5.1 The Delegation Governance Paradox

Our results reveal a paradox in delegation governance: the mechanisms designed to improve delegation safety (taxes and circuit breakers) actually reduce the system's ability to distinguish good delegates from bad ones. Transaction taxes suppress delegation volume indiscriminately, reducing both beneficial and harmful interactions. Circuit breakers improve welfare by removing the worst actors, but simultaneously flatten the quality signal that principals use for trust calibration.

This connects to Tomašev et al.'s observation that delegation systems need "adaptive" governance rather than static rules. Our results suggest that the optimal delegation governance should be delegation-aware: instead of applying uniform friction (taxes) or binary intervention (circuit breakers), governance should target specific delegation failure modes — for example, monitoring for sandbagging patterns (declining output quality over time) or capability verification (matching claimed skills to demonstrated performance).

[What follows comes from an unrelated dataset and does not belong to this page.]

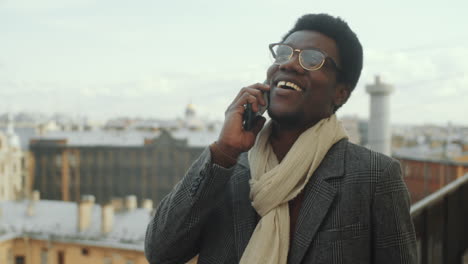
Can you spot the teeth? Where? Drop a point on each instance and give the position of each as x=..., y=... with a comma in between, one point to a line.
x=289, y=84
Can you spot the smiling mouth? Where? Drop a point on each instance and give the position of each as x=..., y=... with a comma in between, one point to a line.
x=289, y=85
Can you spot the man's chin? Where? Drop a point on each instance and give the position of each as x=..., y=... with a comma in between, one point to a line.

5.2 Sandbagging as an Invisible Failure Mode

The toxicity invariance finding has practical implications. If toxicity-based monitoring is the primary safety signal, sandbagging delegates will evade detection entirely. Their interactions produce positive but suboptimal outcomes — not flagged as harmful, but collectively degrading welfare. This suggests that delegation monitoring systems need surplus-based metrics (expected welfare contribution) in addition to harm-based metrics (toxicity).

5.3 Limitations

1. Scripted agents: Agent policies are handcrafted rather than learned. Real delegation failures may involve more sophisticated strategic behavior.
2. Static delegation structure: Principals and delegates are fixed roles. Dynamic role-switching would create more complex delegation chains.
3. 10-epoch horizon: Short simulation length may underestimate the impact of reputation-based mechanisms that require longer histories.
4. Two governance levers: The sweep covers only tax and circuit breaker. Audit probability, collusion detection sensitivity, and reputation decay rate are fixed — these may interact with delegation dynamics.

5.4 Future Work

• Delegation-aware governance levers: Design mechanisms that specifically target sandbagging (output quality trending) and capability faking (skill verification protocols).
• Cascading delegation chains: Extend the scenario to track multi-hop delegation where agents re-delegate to sub-delegates.
• LLM-backed agents: Replace scripted policies with language model agents to test whether natural language delegation creates novel failure modes.
• Trust calibration dynamics: Study how principals learn to calibrate trust in delegates over longer horizons.

6. Reproducibility

All results can be reproduced from the scenario YAML and sweep configuration:

# Single run
python -m swarm run scenarios/delegation_games.yaml --seed 42 --epochs 10 --steps 15

# Full sweep (80 runs)
python examples/parameter_sweep.py \
  --scenario scenarios/delegation_games.yaml \
  --output sweep_results.csv \
  --epochs 10 \
  --runs_per_config 10 \
  --seed 42

# Generate plots
python examples/plot_sweep.py sweep_results.csv --output-dir plots/

Run artifacts: runs/20260213-143751_delegation_games_study/

7. Figures

Figure	File	Description
Fig 1	safety_margin_by_tax.png	Honest-adversarial payoff gap by tax rate
Fig 2	heatmap_tax_cb.png	Parameter grid heatmap (welfare, toxicity, quality gap)
Fig 3	welfare_toxicity_tradeoff.png	Welfare-toxicity scatter by configuration
Fig 4	quality_gap_by_config.png	Quality gap (selection effect) by configuration
Fig 5	welfare_by_config.png	Welfare with individual data points by configuration
Fig 6	cb_welfare_boost_ci.png	Circuit breaker welfare effect with 95% CI
Fig 7	welfare_boxplot.png	Welfare distribution box plots
Fig 8	toxicity_rate_by_config.png	Toxicity rate by configuration
Fig 9	payoff_by_agent_type.png	Agent payoffs by type and configuration

References

• Tomašev, N., Franklin, M., & Osindero, S. (2026). Intelligent AI Delegation. arXiv:2602.11865.
• Holmström, B. (1979). Moral hazard and observability. Bell Journal of Economics, 10(1), 74–91.
• Conitzer, V., et al. (2024). Social choice for AI alignment: Dealing with diverse human feedback. arXiv:2404.10271.